McQueary, Penn State make final arguments in civil trial
BELLEFONTE, Pa. — Closing arguments have concluded in the civil lawsuit case of former Penn State football player and assistant coach Mike McQueary against the university, and the jury will begin deliberations this afternoon.
The nine-woman, three-man panel, which includes two Penn State employees, will be charged with deciding McQueary’s claims that Penn State is guilty of defamation and misrepresentation in regards to his coming forward with information he saw Jerry Sandusky sexually abuse a young boy in a Penn State locker room shower.
Senior Judge Thomas Gavin, of Chester County, will decide McQueary’s whistleblower claim that he was wrongfully terminated by Penn State in 2012 after his name became public as the graduate assistant named in the 2011 grand jury presentment.
McQueary’s grand jury testimony also led to the indictments of former Penn State administrators Tim Curley and Gary Schultz.

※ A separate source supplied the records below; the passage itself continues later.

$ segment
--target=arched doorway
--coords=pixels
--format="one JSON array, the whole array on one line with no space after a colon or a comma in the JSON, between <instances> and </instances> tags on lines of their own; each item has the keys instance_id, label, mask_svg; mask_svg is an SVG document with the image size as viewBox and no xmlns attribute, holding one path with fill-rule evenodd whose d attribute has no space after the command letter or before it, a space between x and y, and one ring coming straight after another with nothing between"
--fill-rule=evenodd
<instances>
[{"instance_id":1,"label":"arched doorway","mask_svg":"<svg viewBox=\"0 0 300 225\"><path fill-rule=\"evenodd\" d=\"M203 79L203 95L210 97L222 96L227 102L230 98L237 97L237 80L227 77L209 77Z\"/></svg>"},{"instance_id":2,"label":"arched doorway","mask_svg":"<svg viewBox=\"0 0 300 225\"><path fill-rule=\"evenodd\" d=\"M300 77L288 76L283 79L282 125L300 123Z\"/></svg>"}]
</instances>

“What Penn State has done to Mike McQueary is absolutely outrageous,” McQueary’s attorney Elliot Strokoff told the jury. “Not investigating but then telling him it was investigated? It’s outrageous and should never ever be able to happen again.”
Strokoff seemed to indicate he wanted the jury to send a message to other universities to deter them from incidents like this in the future.
Penn State claims in its defense that McQueary’s reputation was harmed not by their decisions to release a statement in support of Curley and Schultz, nor the school’s decision to put him on administrative leave just days after his name became public. Instead, Penn State attorney Nancy Conrad told the jury it was national media and public opinion which resulted from McQueary’s own decisions which led to his downfall.
One of Penn State’s main defense points is that McQueary had more of an obligation to stop Jerry Sandusky when he witnessed him with a young boy in a Lasch Football Complex shower, instead of just telling his head coach, Joe Paterno.
“Any injury to his reputation is not the result of Penn State,” Conrad said, “but the result of his own failures. His own failures to act…on the night of Feb 11, 2001.”
Penn State maintains any claims that the school, under the leadership in 2001 by Curley and Schultz, misrepresented McQueary cannot be proven because the two administrators declined to testify under their Fifth Amendment rights to not self-incriminate. Curley and Schultz, as well as former university President Graham Spanier, are currently facing child endangerment and failure to report charges in Dauphin County. Their perjury charges were recently dropped.
McQueary claims he was unable to find work as a college football coach in the months and years after the school placed him on administrative leave. He was not given a courtesy interview when Bill O’Brien was named Penn State head coach in January 2012 while other coaches were.
However, Penn State witnesses Matt Rhule, the current head coach at Temple University and McQueary’s former high school and college teammate, as well as O’Brien, say McQueary was never qualified enough to join their coaching staffs.
“He has not developed the contacts or has the national reputation to land a position in the field of football,” Conrad told the jury. “He’s not done the research to land a job outside of football, but Mr. McQueary wants you to put Penn State responsible for his own failures.”
Penn State says the school placed McQueary on administrative leave for his own safety. Multiple threats, including death threats, were sent to he and the university in the days after his name was mentioned in media reports from the grand jury presentment on Nov. 6, 2011.
Elliot Strokoff, McQueary’s lead attorney, says there is no evidence of multiple death threats.
During the trial, an investigator with the Pennsylvania Office of the Attorney General said they never took the threats seriously because none were reported to them from local police.
Penn State claims that despite placing McQueary on administrative leave, the university continued to pay him his full $140,000 salary plus benefits until his contract was terminated on June 30, 2012. Penn State then paid McQueary his full severance through December 2013. All told, the university estimates paying McQueary approximately $280,000, plus benefits, over that 25 month period that he did not work.
Strokoff says McQueary’s claim of defamation goes back to a statement Spanier wrote on Nov. 5, 2011 in which he announced his “unconditional support” for his top administrators Curley and Schultz, calling their criminal charges “groundless.”
However, Strokoff stressed that Spanier admitted during testimony that he did not read the grand jury presentment until after Penn State released his statement.
“How can the charges be groundless unless the grad student (McQueary) lied to the grand jury?” Strokoff asked. “It’s a reckless indifference to the truth.”
McQueary is seeking $4 million in damages from the university.
Jury deliberations are expected to begin Thursday afternoon.